The encoding of every SORT in TDF can be extended indefinitely (except for certain auxiliary SORTs). This mechanism should only be used for extending standard TDF to the next standard, since otherwise extensions made by different groups of people might conflict with each other. See Extendable integer encoding.
Basic TDF has three kinds of linkable entity and seven kinds of unit. It also contains a mechanism for extending these so that other information can be transmitted in a capsule and properly related to basic TDF. The rules for linking this extra information are also laid down. See make_capsule.
If a new kind of unit is added, it can contain any information, but if it is to refer to the tags and tokens of other units it must use the linkable entities. Since new kinds of unit might need extra kinds of linkable entity, a method for adding these is also provided. All this works in a uniform way, with capsule level tables of the new entities, and external and internal links for them.

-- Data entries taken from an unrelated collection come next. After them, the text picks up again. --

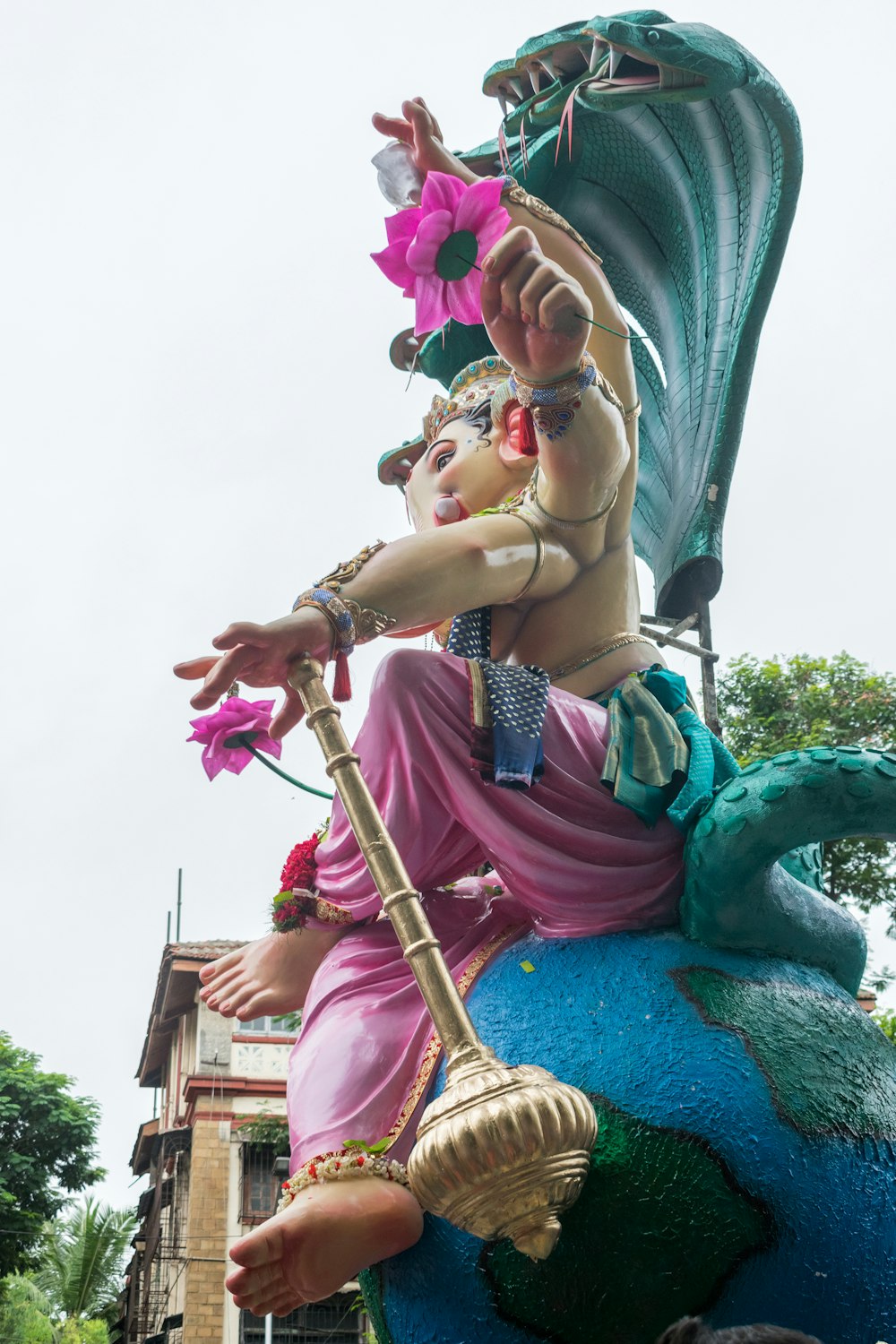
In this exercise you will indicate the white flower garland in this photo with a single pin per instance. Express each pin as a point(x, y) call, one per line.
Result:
point(343, 1166)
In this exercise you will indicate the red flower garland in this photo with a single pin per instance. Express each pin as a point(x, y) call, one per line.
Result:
point(290, 911)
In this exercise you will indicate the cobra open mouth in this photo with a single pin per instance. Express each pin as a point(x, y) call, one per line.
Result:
point(598, 66)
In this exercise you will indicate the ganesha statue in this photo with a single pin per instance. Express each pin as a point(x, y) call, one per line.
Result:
point(614, 900)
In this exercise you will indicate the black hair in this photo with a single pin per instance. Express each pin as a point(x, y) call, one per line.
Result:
point(691, 1330)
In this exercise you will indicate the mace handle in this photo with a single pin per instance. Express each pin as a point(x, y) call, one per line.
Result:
point(401, 900)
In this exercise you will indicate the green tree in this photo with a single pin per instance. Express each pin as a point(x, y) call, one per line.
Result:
point(81, 1262)
point(786, 704)
point(47, 1148)
point(83, 1332)
point(885, 1019)
point(24, 1312)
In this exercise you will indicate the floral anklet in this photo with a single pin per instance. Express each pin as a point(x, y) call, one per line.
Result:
point(340, 1166)
point(297, 900)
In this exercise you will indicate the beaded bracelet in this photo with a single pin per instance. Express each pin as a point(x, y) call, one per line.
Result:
point(341, 1166)
point(352, 624)
point(336, 613)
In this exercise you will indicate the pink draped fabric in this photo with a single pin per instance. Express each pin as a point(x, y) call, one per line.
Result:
point(570, 862)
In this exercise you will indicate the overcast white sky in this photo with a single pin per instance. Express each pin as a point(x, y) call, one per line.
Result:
point(196, 389)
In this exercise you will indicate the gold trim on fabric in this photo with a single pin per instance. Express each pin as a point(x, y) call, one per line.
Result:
point(599, 650)
point(435, 1045)
point(328, 913)
point(478, 696)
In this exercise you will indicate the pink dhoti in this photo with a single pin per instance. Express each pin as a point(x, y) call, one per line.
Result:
point(568, 862)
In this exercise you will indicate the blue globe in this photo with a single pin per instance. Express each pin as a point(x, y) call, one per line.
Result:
point(745, 1167)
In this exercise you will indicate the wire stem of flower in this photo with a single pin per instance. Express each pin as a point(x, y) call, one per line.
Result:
point(581, 316)
point(306, 788)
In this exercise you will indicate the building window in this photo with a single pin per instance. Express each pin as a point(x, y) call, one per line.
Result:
point(261, 1185)
point(266, 1027)
point(339, 1320)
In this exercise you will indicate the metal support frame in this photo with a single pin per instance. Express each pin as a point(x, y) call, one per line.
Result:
point(699, 623)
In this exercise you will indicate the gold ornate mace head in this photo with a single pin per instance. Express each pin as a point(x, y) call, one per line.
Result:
point(503, 1150)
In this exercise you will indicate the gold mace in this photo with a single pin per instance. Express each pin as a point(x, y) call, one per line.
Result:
point(503, 1150)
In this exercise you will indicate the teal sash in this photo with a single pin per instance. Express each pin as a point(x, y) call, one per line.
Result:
point(661, 757)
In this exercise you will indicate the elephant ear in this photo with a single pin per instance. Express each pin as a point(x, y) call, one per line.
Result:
point(677, 158)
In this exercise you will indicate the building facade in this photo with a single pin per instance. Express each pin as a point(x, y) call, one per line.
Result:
point(212, 1156)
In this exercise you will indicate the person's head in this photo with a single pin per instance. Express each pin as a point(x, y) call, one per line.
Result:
point(470, 465)
point(469, 457)
point(691, 1330)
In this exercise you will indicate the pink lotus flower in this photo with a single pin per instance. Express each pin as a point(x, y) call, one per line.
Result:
point(435, 247)
point(222, 730)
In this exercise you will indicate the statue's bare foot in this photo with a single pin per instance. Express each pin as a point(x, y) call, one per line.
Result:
point(269, 976)
point(327, 1236)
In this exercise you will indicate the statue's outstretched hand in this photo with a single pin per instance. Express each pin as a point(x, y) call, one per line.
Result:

If new kinds of unit are added, the order of groups must be the same in any capsules which are linked together. As an example of the use of this kind of extension, the diagnostic information is introduced in just this way. It uses two extra kinds of unit and one extra kind of linkable entity. The extra units need to refer to the tags in the other units, since these are the object of the diagnostic information. This mechanism can be used for both purposes.
The parameters of tokens are encoded in such a way that foreign information (that is, information which cannot be expressed in the TDF SORTs) can be supplied. This mechanism should only be used for the second purpose, though it could be used to experiment with extensions for future standards. See BITSTREAM.